What is the personality type of Schwerer Gustav? Which MBTI personality type best fits? Personality type for Schwerer Gustav from Military Vehicles and what is the personality traits.
Schwerer Gustav personality type is ISTJ, the “socially responsible” type in personality theory, who is described as being practical and organized. These types are described as having a strong need for order and structure, and are usually responsible for the running of the household and household finances.
The extraverted feeling function, which is the extraverted perception function, is the so-called “perceiving function” or “sixth function”. The perception function is associated with the sensing preference system, and this is where the intuitive functions of thinking and feeling come together. The thinking function makes these decisions based on logic, while the feeling function is used to make decisions based on ethics, morality, and what is right or wrong.
By default, the extraverted feeling function is dominant, meaning that it will be used automatically in most situations. The introverted feeling function is a relatively minor function compared to the other four judging functions, and will not be used as much as the others. Because of this, it can be quite easy to forget that you have this function, but it is still very important to understand.
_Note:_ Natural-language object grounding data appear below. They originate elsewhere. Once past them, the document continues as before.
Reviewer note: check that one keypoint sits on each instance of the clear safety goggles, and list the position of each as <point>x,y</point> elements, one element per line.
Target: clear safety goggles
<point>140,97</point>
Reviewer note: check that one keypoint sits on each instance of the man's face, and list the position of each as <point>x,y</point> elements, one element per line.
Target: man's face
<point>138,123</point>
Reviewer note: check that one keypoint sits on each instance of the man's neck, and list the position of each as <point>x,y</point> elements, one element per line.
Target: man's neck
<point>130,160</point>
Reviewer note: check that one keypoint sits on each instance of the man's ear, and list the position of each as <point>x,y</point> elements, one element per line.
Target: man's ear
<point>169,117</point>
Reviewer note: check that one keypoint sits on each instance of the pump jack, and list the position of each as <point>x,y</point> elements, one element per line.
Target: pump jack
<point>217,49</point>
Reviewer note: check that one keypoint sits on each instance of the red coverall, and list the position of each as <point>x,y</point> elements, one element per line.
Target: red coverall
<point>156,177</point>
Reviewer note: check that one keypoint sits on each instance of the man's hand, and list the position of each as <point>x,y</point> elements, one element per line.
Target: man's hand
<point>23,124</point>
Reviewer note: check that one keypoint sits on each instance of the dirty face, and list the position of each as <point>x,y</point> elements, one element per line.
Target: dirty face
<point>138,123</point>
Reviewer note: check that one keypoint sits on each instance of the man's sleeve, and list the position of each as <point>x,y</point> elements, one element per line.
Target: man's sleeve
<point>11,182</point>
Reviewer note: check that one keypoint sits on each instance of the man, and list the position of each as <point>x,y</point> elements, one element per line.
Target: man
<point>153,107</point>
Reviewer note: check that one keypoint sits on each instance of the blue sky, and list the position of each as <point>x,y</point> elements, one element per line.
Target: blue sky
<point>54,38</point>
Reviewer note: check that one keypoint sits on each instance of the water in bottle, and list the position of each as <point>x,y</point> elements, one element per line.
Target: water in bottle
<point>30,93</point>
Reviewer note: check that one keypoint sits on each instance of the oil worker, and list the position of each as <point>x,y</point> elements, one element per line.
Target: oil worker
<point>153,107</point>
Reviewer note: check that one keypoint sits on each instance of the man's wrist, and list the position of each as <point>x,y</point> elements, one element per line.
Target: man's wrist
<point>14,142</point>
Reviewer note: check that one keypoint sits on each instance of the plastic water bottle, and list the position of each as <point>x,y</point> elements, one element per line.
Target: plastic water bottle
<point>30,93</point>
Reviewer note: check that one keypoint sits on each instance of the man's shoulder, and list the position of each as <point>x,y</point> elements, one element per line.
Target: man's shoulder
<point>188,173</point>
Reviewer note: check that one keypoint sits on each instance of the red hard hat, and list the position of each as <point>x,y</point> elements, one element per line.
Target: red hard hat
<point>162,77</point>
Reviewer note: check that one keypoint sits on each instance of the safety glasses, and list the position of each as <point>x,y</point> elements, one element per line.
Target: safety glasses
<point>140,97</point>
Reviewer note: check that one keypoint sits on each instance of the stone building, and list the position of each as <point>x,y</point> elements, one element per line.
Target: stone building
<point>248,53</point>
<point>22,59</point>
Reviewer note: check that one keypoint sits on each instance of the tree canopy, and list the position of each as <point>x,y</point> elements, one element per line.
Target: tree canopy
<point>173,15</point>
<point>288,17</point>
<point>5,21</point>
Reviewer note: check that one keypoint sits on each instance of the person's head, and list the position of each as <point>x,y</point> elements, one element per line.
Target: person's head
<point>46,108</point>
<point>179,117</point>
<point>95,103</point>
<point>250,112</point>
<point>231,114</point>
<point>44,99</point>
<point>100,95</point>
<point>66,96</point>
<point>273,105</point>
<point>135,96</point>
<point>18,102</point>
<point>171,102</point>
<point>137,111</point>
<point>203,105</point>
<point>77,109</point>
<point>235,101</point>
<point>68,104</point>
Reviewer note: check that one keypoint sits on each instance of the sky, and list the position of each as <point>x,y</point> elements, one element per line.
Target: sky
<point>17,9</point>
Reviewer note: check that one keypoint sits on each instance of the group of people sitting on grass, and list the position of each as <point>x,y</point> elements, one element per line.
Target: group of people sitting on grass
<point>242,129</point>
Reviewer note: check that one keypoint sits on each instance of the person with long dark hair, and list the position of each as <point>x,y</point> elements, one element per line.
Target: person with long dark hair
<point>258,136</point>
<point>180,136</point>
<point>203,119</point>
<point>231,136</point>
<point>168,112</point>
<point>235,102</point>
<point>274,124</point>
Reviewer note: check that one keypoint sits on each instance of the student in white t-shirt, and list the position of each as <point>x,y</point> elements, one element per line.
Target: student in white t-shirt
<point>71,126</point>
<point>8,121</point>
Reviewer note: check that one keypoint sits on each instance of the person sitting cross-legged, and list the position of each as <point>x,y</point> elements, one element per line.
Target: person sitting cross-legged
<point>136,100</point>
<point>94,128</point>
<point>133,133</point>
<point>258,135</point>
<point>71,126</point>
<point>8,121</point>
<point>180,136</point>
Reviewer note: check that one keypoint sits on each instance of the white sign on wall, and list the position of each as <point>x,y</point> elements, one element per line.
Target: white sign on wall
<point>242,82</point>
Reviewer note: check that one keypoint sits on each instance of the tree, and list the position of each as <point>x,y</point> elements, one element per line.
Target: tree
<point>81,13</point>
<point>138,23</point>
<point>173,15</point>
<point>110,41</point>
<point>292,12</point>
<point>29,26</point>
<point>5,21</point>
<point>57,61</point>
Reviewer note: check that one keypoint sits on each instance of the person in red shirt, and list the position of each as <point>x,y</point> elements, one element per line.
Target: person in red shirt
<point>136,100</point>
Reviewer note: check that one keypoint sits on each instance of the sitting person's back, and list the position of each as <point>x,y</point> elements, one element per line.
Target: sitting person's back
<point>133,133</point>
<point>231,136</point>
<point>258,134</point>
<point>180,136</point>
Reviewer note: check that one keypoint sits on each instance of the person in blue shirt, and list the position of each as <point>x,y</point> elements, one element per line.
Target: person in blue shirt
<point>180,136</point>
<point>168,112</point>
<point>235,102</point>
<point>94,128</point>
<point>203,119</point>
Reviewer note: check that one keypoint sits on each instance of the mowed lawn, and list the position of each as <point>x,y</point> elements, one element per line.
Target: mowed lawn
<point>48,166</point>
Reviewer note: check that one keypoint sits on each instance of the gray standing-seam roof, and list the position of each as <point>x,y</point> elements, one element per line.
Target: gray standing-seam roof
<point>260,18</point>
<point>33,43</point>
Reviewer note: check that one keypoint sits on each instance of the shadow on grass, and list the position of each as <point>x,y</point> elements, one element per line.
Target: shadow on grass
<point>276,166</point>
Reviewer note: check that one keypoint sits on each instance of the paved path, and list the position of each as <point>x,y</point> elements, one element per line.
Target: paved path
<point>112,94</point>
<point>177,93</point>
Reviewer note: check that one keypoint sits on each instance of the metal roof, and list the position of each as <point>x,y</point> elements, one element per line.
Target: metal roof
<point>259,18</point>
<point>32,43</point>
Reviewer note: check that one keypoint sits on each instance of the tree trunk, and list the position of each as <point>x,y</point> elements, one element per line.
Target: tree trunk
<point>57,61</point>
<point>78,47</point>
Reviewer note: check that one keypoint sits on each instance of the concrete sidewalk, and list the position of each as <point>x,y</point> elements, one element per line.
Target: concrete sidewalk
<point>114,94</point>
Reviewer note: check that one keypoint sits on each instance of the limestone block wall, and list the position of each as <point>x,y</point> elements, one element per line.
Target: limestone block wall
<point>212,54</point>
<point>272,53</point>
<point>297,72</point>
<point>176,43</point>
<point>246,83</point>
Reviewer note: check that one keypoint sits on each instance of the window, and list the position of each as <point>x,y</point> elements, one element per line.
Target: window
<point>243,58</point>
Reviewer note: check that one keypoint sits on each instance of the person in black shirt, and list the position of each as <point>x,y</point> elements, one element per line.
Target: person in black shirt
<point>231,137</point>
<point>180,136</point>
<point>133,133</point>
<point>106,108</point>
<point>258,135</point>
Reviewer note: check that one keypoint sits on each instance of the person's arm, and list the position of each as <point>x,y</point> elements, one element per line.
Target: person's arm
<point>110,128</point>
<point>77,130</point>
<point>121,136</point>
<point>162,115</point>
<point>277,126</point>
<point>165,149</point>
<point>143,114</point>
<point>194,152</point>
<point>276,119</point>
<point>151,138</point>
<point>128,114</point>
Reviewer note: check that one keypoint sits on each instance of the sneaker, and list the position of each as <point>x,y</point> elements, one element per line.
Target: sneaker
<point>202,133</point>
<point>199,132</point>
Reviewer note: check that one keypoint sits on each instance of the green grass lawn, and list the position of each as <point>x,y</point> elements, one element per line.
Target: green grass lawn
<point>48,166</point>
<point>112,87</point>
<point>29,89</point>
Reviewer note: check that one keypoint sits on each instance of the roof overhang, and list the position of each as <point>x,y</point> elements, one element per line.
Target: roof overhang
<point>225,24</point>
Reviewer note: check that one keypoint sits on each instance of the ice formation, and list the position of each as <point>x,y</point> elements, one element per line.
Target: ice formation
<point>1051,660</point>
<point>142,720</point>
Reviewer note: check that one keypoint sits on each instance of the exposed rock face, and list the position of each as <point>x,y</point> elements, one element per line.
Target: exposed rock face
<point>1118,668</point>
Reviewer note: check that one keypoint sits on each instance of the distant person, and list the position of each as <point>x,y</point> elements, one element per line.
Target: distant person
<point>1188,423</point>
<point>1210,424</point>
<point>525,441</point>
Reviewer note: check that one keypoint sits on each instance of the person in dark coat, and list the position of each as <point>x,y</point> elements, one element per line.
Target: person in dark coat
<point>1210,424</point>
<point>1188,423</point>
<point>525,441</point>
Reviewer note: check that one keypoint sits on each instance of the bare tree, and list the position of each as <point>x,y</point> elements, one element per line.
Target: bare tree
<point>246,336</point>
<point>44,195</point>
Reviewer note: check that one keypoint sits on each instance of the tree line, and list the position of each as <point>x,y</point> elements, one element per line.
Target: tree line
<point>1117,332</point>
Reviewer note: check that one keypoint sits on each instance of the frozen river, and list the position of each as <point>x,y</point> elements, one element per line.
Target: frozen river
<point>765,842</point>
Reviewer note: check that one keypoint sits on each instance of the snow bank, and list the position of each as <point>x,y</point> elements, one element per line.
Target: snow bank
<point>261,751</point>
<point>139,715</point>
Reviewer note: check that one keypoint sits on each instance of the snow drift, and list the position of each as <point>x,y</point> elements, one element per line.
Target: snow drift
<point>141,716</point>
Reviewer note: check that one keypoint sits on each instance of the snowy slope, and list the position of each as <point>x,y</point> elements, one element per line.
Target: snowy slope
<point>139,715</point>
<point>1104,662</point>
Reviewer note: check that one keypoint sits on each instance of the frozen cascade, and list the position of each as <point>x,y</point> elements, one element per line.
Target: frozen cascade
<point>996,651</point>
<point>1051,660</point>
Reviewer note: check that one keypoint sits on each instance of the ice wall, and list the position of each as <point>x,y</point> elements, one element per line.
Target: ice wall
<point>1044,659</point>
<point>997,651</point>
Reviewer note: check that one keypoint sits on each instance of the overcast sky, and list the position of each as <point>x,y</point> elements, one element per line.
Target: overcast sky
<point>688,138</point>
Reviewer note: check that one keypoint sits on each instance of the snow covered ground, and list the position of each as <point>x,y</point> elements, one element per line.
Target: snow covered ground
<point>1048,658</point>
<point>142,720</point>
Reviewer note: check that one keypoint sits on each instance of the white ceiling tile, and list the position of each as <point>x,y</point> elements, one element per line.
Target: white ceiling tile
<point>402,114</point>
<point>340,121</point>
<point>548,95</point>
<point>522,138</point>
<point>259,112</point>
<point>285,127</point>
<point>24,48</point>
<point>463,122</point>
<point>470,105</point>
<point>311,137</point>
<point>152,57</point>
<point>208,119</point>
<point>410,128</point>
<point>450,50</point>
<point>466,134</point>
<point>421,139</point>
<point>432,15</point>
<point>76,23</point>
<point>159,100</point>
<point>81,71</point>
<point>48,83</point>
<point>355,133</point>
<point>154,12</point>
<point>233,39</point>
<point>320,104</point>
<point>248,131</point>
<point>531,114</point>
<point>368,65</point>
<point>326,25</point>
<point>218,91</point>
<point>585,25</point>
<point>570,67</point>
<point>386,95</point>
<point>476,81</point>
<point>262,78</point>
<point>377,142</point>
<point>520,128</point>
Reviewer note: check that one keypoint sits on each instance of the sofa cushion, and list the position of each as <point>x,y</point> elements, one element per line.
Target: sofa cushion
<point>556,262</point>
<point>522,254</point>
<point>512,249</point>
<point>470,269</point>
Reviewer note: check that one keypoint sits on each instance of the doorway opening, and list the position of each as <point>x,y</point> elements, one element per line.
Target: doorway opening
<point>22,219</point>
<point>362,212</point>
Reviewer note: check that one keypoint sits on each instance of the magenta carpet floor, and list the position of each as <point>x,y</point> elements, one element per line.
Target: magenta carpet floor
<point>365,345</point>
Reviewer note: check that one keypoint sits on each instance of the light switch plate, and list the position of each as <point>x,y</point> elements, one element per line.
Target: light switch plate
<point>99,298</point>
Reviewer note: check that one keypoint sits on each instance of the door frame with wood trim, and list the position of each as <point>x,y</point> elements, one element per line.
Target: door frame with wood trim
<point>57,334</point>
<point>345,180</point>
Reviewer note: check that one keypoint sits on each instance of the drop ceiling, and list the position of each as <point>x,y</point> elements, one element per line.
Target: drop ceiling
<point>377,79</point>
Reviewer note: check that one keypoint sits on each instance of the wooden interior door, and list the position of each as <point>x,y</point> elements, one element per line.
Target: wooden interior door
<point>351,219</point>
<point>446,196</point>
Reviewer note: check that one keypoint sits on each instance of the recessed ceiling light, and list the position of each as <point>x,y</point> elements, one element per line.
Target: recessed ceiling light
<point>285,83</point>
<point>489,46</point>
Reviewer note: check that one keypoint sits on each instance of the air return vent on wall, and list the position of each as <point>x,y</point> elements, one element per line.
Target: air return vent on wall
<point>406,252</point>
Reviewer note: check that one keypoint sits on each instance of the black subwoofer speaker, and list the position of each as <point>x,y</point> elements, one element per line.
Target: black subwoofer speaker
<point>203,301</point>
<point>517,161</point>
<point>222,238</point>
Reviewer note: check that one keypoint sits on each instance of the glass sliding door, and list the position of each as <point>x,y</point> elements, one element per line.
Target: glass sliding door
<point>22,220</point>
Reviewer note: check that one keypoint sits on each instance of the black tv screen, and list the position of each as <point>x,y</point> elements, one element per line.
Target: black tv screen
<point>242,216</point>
Schwerer Gustav (English: Heavy Gustav) was a German 80-centimetre (31.5 in) railway gun. It was developed in the late 1930s by Krupp in Rügenwalde as siege artillery for the explicit purpose of destroying the main forts of the French Maginot Line, the strongest fortifications in existence at the time. The fully assembled gun weighed nearly 1,350 tonnes (1,490 short tons), and could fire shells weighing 7 t (7.7 short tons) to a range of 47 km (29 mi). The gun was designed in preparation for the Battle of France, but was not ready for action when that battle began, and in any case the Wehrmacht's Blitzkrieg offensive through Belgium rapidly outflanked and isolated the Maginot Line's static defences, eventually forcing the French to flee in panic and surrender. Gustav was later deployed in the Soviet Union during the Battle of Sevastopol, part of Operation Barbarossa, where, among other things, it destroyed a munitions depot located roughly 30 m (98 ft) below ground level.